WTT of specific distributions

Dirac distribution

If $X$ is almost-surely equal to some constant $c > 0$, then the density of $Z$ is given by:

\[\begin{align*} \forall z \in \R^{+}, && f_Z(z) &= \frac{S_X(z)}{\E(X)} \\ &&&= \frac{\mathbf{1}_{z < c}}{c} \end{align*}\]

Which is the density of a uniform distribution on $[0, c]$.

This case corresponds to a bus arriving perfectly on schedule every $c$ units of time.

Pareto distribution

If $X$ has a Pareto distribution with shape parameter $\alpha > 1$ and scale parameter $x_m > 0$, then the density of $Z$ is given by:

\[\begin{align*} \forall z \in \R^{+}, && f_Z(z) &= \frac{S_X(z)}{\E(X)} \\ &&&= \frac{1}{\E(X)}\left(\mathbf{1}_{z < x_m} + \mathbf{1}_{z \geq x_m} \left(\frac{x_m}{z}\right)^{\alpha}\right) \\ &&&= \frac{\alpha - 1}{\alpha x_m}\left(\mathbf{1}_{z < x_m} + \mathbf{1}_{z \geq x_m} \left(\frac{x_m}{z}\right)^{\alpha}\right) \\ &&&= \frac{\alpha - 1}{\alpha}\mathbf{1}_{z < x_m} \frac{1}{x_m} + \mathbf{1}_{z \geq x_m} \frac{\alpha - 1}{\alpha x_m} \left(\frac{x_m}{z}\right)^{\alpha} \\ &&&=\left(1 - \frac{1}{\alpha}\right)\mathbf{1}_{z < x_m} \frac{1}{x_m} + \frac{1}{\alpha}\mathbf{1}_{z \geq x_m} \frac{(\alpha - 1)x_m^{\alpha - 1}}{z^\alpha} \\ \end{align*}\]

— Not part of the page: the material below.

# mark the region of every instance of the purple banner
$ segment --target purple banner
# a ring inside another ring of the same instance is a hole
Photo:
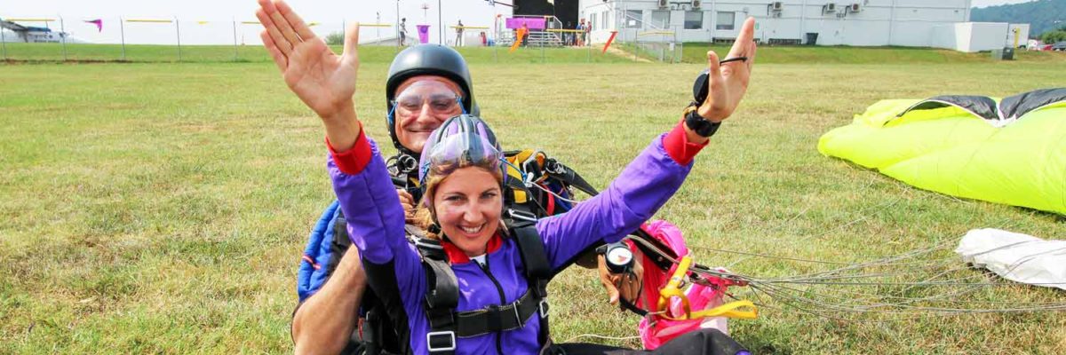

Which is the density of a mixture of a uniform distribution on $[0, x_m]$ with weight $1 - \frac{1}{\alpha}$ and a Pareto distribution with shape parameter $\alpha - 1$ and scale parameter $x_m$ with weight $\frac{1}{\alpha}$.

Exponential distribution

If $X$ has an exponential distribution with rate parameter $\lambda > 0$, then the density of $Z$ is given by:

\[\begin{align*} \forall z \in \R^{+}, && f_Z(z) &= \frac{S_X(z)}{\E(X)} \\ &&&= \lambda e^{-\lambda z} \end{align*}\]

Which is the density of an exponential distribution with rate parameter $\lambda$. So the exponential distribution is a fixed point of the WTT.

Uniform distribution

If $X$ has a uniform distribution on $[0, c]$ for some $c > 0$, then the density of $Z$ is given by:

\[\begin{align*} \forall z \in [0, c], && f_Z(z) &= \frac{S_X(z)}{\E(X)} \\ &&&= \frac{1 - \frac{z}{c}}{\frac{c}{2}} \\ &&&= \frac{2}{c} \left(1 - \frac{z}{c}\right) \end{align*}\]

Which is the density of a Beta distribution with shape parameters 1 and 2 stretched to [0, $c$]. It is also the density of the minimum of two independent uniform random variables on [0, $c$].

Summary table

Distribution of $X$ Distribution of $Z$
Dirac($c$) Uniform([0, $c$])
Pareto($\alpha$, $x_m$) $\left(1 - \frac{1}{\alpha}\right)$ Uniform([0, $x_m$]) + $\frac{1}{\alpha}$ Pareto($\alpha - 1$, $x_m$)
Exponential($\lambda$) Exponential($\lambda$)
Uniform([0, $c$]) Beta(1, 2) on [0, $c$]

Reversing the transform

The fact that $f_Z(z) = \frac{S_X(z)}{\E(X)}$ can be used to perform the WTT in reverse: if we assume that $X > 0$ almost-surely, then we can recover $X$’s distribution from $Z$’s distribution by first estimating the density of $Z$ then using the formula to recover $X$’s survival function and therefore its distribution.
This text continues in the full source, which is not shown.